Sun May 05, 2024

By Lance Hawley

Sports Razorbacks

Kentucky routs Hogs, but Gage Wood draws high praise from Van Horn

Arkansas Baseball Razorbacks Baseball Gage Wood
Kentucky routs Hogs, but Gage Wood draws high praise from Van Horn
By Otis Kirk

No. 8 Kentucky got nice revenge on No. 2 Arkansas with an 11-3 win on Saturday in Lexington, but thanks to an outstanding pitching performance from Batesville's Gage Wood it wasn't a total loss.

Wood pitched 4.1 innings in relief of starter Brady Tygart, who struggled on the day. Wood allowed just three hits, three run, walked two and struck out six while throwing 79 pitches. Wood got a midweek start against Missouri State and pitched well. Following the game, Dave Van Horn had very high praise for Wood.

"Oh, I mean that was just a huge plus," Van Horn said. "I talked about that after the game. I mean, Gage didn’t just eat up innings, he’s getting ready to take somebody’s job. I loved what I saw. I thought he did a great job pitching Tuesday night.

"I mean really if you look at it he had one pitch going today. The breaking ball wasn’t there for him and he got them out with that fastball. It had good carry on it. They were having trouble hitting it and I thought he threw great. At the same time, he did save our bullpen for tomorrow and we’ve got them lined up. If things don’t go right early we’ll go straight to it."

Van Horn was asked did he mean long reliever, starter or what concerning Wood taking somebody's job?

"He’s already a long reliever and he could close too," Van Horn said. "So he’s going to get his opportunity to start a game. He started on Tuesday and he started for a reason. And today we let him go about 75-80 pitches for a reason. So yeah, we’ll see how this turns out."

Tygart (4-2) started and went three innings and took the loss. He allowed six hits, five runs, walked three and struck out two. Van Horn talked about Tygart's rough outing.

"Probably when you talk about Brady today, the issue would have been he just didn’t throw his fastball for a strike," Van Horn said. "Didn’t throw it where he wanted it and it made it very difficult to pitch, because they just started sitting on off-speed pitches. That’s how that went."

The Hogs took a 2-0 lead in the top of the second inning. With one out, Nolan Souza walked. Catcher Hudson White then sent a Dominic Niman pitch over the fence in left field. White also scored Arkansas' lone run the rest of the game when he walked to start the ninth. He took second and then went to third on a wild pitch. Peyton Stovall then hit a ground out to first that plated White.

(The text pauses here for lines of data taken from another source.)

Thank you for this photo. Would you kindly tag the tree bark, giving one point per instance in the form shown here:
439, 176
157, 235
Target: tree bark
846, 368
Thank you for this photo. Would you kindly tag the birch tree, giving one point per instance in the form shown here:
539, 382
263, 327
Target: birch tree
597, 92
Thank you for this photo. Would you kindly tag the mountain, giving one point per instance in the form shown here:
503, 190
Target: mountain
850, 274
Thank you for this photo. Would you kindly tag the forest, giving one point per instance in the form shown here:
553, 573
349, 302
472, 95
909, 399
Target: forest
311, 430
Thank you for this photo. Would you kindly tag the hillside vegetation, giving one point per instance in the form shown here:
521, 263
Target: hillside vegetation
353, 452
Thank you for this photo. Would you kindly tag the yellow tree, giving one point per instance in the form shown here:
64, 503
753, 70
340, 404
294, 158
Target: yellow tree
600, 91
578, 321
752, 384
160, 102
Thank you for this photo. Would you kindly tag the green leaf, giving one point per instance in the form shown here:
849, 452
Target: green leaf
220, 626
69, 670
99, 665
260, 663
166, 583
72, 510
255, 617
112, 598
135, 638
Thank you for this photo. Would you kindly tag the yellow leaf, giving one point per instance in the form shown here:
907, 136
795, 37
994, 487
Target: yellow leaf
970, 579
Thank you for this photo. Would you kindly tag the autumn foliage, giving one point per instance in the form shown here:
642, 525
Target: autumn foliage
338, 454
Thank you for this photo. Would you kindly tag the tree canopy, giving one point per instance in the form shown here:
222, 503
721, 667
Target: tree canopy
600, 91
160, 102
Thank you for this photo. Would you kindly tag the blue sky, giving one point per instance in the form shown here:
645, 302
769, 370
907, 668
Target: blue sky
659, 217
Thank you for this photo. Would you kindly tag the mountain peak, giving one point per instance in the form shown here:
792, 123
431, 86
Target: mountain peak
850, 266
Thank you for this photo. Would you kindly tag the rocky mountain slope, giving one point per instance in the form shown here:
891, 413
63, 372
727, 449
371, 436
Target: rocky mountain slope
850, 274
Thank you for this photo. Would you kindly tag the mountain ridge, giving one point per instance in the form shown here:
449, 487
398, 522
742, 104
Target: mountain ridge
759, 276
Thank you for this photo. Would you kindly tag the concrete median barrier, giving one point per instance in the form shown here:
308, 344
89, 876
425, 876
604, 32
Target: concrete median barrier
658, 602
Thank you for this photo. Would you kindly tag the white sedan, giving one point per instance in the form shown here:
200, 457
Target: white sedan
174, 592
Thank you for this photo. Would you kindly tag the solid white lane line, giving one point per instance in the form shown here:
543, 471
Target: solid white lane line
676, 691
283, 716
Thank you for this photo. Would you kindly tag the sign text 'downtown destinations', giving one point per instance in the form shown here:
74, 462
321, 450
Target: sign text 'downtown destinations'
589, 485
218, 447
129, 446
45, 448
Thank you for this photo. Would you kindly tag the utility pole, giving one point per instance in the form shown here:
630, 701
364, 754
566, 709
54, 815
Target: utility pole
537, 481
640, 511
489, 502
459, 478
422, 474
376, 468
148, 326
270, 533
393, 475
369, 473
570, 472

But Kentucky scored three runs in the bottom of the second and then four in both the fourth and eighth innings. Kentucky finished with 11 hits to eight for the Razorbacks. Niman (8-3) went 5.1 innings to earn the win. He allowed five hits, two runs, a pair of walks and struck out four.

"Obviously we didn’t play our best game," Van Horn said. "I guess it started in the second inning when we punched in a couple of runs. Then [Kentucky] had a walk, or maybe a hit or two. But we had a chance to get out of the inning and they had a fly ball that just kept drifting. My left fielder [Lovich] drifted and he got tied up in the fence. It ended up costing us three runs unfortunately. Then there in the fourth, it was kind of the same thing. Walks and a couple hits. We just couldn’t get through that inning without cutting that down a little bit."

After missing last week's start due to an injury, lefty Mason Molina (3-1, 3.47) will get the start against Kentucky's Mason Moore (7-1, 5.08) on Sunday at noon. Van Horn was asked what he expects from Molina?

"Yeah, just to go out and attack, make them earn everything, throw his fastball for a strike," Van Horn said. "If he does that, he’ll be in good shape."

Arkansas has been good about bouncing back from losses. Van Horn expecting that on Sunday?

"Well I think we’ll play hard," Van Horn said. "I know that. They show up every day and get after it. Just a matter of if things go our way a little bit, but most of the time you have to make your own breaks. You have to do it and not expect the other team to fall apart. You’ve got to throw strikes, you’ve got to field the ball and you’ve got to take advantage of some pitches that are left in the zone. You’ve got to square them up and hopefully they don’t catch them. We’ll see how it goes."

Arkansas (40-8, 17-6) and Kentucky (34-10, 17-6) are now tied again at top of SEC standings. Sunday's game can be streamed on the SEC Network+ with the first pitch slated for noon.